Pensions continue to drive the South African economy while the downward trend for salaries persists, this according to BankservAfrica’s latest Disposable Salary (BDSI) and Private Pension (BPPI) indices.
The indices track take-home pay and pensions paid via the South African payment system on a monthly basis. The data offers valuable insights on South African consumers as well as salary and pension trends.
Year-on-year real disposable salaries declined in August for the third consecutive month and for the fifth time in 2016, with employees taking home -2.5% less due to increased inflation.
“In the second quarter of 2016 the final consumption expenditure by households increased by 1% year-on-year while total domestic expenditure decreased by -0.5% year-on-year,” says Mike Schüssler, Chief Economist at Economists dotcoza.
“While workers received salary increases in nominal terms, the real value for these ended up being lower due to the higher rate of inflation,” explains Dr Caroline Belrose, Head of Knowledge and Risk Services at BankservAfrica.
Inflation averaged at 4.6% in 2015, far lower than current inflation of 5.9%. Therefore, the typical inflation plus salary increases are effectively not beating this year’s inflation.
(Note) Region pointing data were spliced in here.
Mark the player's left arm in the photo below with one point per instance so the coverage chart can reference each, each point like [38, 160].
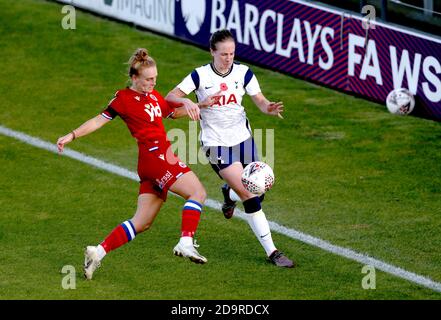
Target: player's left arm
[266, 106]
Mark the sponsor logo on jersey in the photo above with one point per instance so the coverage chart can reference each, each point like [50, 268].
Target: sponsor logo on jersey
[226, 99]
[153, 110]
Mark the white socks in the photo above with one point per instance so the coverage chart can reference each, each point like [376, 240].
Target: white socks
[101, 252]
[260, 227]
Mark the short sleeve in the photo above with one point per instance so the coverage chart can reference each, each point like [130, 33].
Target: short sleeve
[190, 83]
[251, 84]
[114, 107]
[167, 110]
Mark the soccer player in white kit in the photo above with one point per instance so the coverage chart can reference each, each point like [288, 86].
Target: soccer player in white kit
[225, 131]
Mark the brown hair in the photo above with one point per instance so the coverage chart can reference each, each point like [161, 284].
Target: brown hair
[140, 59]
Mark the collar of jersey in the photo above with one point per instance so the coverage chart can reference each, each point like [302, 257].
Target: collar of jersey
[223, 75]
[134, 92]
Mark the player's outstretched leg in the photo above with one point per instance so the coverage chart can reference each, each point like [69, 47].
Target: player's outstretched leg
[189, 187]
[228, 205]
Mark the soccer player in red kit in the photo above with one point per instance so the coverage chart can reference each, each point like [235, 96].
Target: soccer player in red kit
[142, 109]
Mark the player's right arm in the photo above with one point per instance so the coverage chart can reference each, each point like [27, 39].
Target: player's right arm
[176, 97]
[87, 127]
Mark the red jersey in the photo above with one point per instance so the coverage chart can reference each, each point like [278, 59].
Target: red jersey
[141, 112]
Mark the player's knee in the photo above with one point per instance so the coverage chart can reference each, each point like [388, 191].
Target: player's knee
[200, 194]
[252, 205]
[141, 226]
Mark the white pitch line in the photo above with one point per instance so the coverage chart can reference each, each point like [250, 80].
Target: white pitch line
[291, 233]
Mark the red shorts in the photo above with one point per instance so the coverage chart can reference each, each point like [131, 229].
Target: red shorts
[158, 168]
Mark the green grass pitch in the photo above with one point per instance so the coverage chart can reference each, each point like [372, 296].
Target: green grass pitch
[346, 171]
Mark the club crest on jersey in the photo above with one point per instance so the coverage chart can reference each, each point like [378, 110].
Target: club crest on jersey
[153, 110]
[165, 178]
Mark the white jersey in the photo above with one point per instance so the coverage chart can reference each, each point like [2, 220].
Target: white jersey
[223, 124]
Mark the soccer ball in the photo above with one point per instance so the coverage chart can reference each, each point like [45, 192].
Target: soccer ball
[400, 101]
[258, 177]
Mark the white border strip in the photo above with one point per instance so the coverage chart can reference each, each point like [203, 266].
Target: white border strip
[291, 233]
[351, 14]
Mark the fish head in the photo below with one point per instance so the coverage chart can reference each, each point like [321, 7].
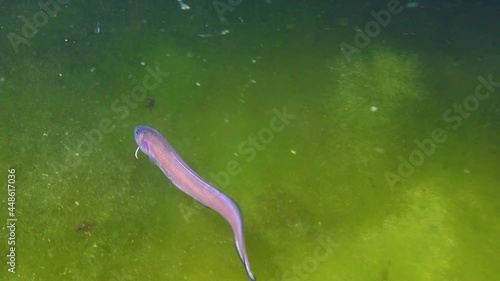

Furthermore, above inflation increases on medical insurance and real personal income tax contributed to the growing gap between gross and net salaries.
“Other than early last year, when government – the largest employer in the data – delayed salary adjustments for three months, there are no examples in the recent past of such slow nominal growth in average disposable salaries,” says Schüssler.
The BDSI is at risk of showing a real decline in salaries for the entire year, should the current trend hold. For the first eight months, real take-home salaries declined by -0.4%.
Pensions, not salaries keeps domestic economy going
The real private pension payments for 650,000 pensioners measured in BankservAfrica’s Private Pension Payments (BPPI) increased by 1.7% for the first eight months of 2016, compared to the same period in 2015.
“Pension payments increased by 3.5% in real terms and by 9.7% in nominal terms”, says Dr Belrose.
The median private pension showed the fastest growth since the BPPI’s inception, increasing by 14.3% year-on-year. The typical pensioner has therefore had a relatively good increase in pension payments, which could also be a function of the weaker Rand.
“The typical pensioner received 45.7% of the typical disposable salary, the highest since BankservAfrica records began tracking private pensioners,” says Dr Belrose.
Total pension payments were 13% higher in August 2016 than in August 2015. Total salary payments only increased by 5.4%, far lower than the August inflation rate of 5.9%.
“While household consumption expenditure is still slightly positive, it is clear that the domestic economy is being kept alive by the increases that pensioners are getting rather than the salaries,” says Schüssler, noting that the sales of durable goods, such as motor cars, are in the doldrums. These items are less likely to be bought by pensioners, who draw an average pensioner payment of R6 495.
“However, large pension assets are positive for keeping the economy alive during difficult times. The advantage of having the sixth highest pension assets in the world is paying off,” he adds.